Other arrangements (e.g. DE 196 24 887 or DE 195 13 292 C1) which are more suitable, e.g. B. planar or build up cylindrical fuel cells need z. B. porous Carrier materials for the membrane-electrode unit or conventional graphite paper or carbon tissue. In addition, they do not use catalysts as described in the present invention Are integrated into the electrodes as gradient layers, thus minimizing their amount.

In the present invention, these problems according to Fig. 1 are solved by applying a porous graphite layer 2 inoculated with catalyst metals to both sides of the ion-conducting polymer membrane 1 in direct contact with the membrane in a preferably plasma-activated separation process.

This porous graphite layer is z. B. in a parallel plate plasma reactor with electrodes from the Kataly sator materials (e.g. Pt, or Pt-Ru) preferably in an ethylene atmosphere at high process pressure and high performance in the regime separated from gas phase reactions. The concentration or the size and ver Division of the clusters of the catalyst is preferably achieved by varying the performance and pressure in the process set. To minimize the catalyst metal requirement while maximizing the effectiveness of the Catalyst becomes the concentration from high concentration at the interface to vanishing outside of the active area of the layer, ie the proton range in the layer, varies.
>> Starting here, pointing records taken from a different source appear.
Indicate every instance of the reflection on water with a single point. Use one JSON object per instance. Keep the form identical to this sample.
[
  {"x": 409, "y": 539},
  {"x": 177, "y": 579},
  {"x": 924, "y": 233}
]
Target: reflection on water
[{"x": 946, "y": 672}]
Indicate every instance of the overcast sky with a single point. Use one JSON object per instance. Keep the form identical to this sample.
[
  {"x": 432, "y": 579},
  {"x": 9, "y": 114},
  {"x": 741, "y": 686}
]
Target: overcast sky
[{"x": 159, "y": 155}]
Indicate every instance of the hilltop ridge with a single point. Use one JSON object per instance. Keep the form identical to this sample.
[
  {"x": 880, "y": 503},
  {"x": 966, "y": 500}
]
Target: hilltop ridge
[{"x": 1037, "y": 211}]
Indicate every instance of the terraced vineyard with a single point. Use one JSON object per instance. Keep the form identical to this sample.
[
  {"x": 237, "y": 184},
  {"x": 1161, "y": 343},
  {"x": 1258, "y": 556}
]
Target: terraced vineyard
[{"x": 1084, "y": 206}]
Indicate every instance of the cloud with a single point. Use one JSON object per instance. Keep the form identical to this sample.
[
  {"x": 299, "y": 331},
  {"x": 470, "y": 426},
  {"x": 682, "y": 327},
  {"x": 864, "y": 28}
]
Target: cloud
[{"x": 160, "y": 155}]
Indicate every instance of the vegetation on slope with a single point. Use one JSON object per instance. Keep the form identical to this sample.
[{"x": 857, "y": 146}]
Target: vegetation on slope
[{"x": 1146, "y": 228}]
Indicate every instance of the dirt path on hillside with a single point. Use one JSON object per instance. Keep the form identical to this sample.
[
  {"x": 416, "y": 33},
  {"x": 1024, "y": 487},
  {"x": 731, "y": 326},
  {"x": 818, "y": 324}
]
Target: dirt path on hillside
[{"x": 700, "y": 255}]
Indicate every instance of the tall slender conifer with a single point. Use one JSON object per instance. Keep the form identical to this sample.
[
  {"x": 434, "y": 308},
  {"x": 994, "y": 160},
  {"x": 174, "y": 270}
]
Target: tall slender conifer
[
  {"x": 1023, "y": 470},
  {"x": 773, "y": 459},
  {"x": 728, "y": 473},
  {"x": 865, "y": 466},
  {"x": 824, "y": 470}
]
For simplified separation z. B. in a continuous process, but also in large-area stationary deposition may be as shown in Fig. 2 on the membrane 1, the catalyst-loaded porous graphite layer 2 and structure of its set, which preferably mask in the exemplified manufacturing method of a shadow can be realized. 3 In this way, a simple lateral connection of such cells on a membrane level is possible if additional connections 5 connect the graphite layers directly to one another by corresponding cutouts 4 in the membrane 1 .

The resulting integrated membrane structure, consisting of membrane and integrated catalyst sator-loaded porous graphite electrodes, can be used to create a complete cell with suitable Metal foils with relief structures combine to create stacked cells or other shapes z. B. with a sufficiently small thickness of the graphite layer cylindrical fuel cells.

Claims (8)

1. Integrated PEM fuel cell membrane, characterized in that
it is provided on both sides with a porous graphite layer inoculated with catalyst metals and thus has an intimate connection of electron-conducting porous graphite, ion-conducting membrane and catalyst clusters with the greatest possible interaction,
the catalyst concentration in direct contact with the membrane is maximum and, depending on the proton range, decreases to zero with increasing distance perpendicular to the membrane, and the required amount of catalyst is therefore minimal. 2. Integrated membrane according to claim 1, characterized in that the layer thickness of the porous graphite a few µm. 3. Integrated membrane according to claim 1, characterized in that it is preferably used as catalyst metals Pt and / or Pt / Ru uses. 4. Integrated membrane according to claim 1 to 3, characterized in that the graphite and catalyst layers are applied in a structured manner using suitable shadow masks and thus an integrated ver circuit on the membrane or a simple separation without mechanical stress on the integrated Structure is possible. 5. Integrated membrane according to claim 1 to 4, characterized in that the interconnection by durchkon tactical, structured graphite layers. 6. Integrated membrane according to claim 1 to 5, characterized in that the membrane complements can be expanded to multiple stacking cells by means of metal foils provided with channel reliefs. 7. Integrated membrane according to claim 1 to 5, characterized in that the membrane complements can be expanded to planar multiple cells by means of metal foils provided with channel reliefs. 8. Integrated membrane according to claim 1 to 5, characterized in that the membrane complements roll up into cylindrical multiple cells using metal foils provided with channel reliefs leaves.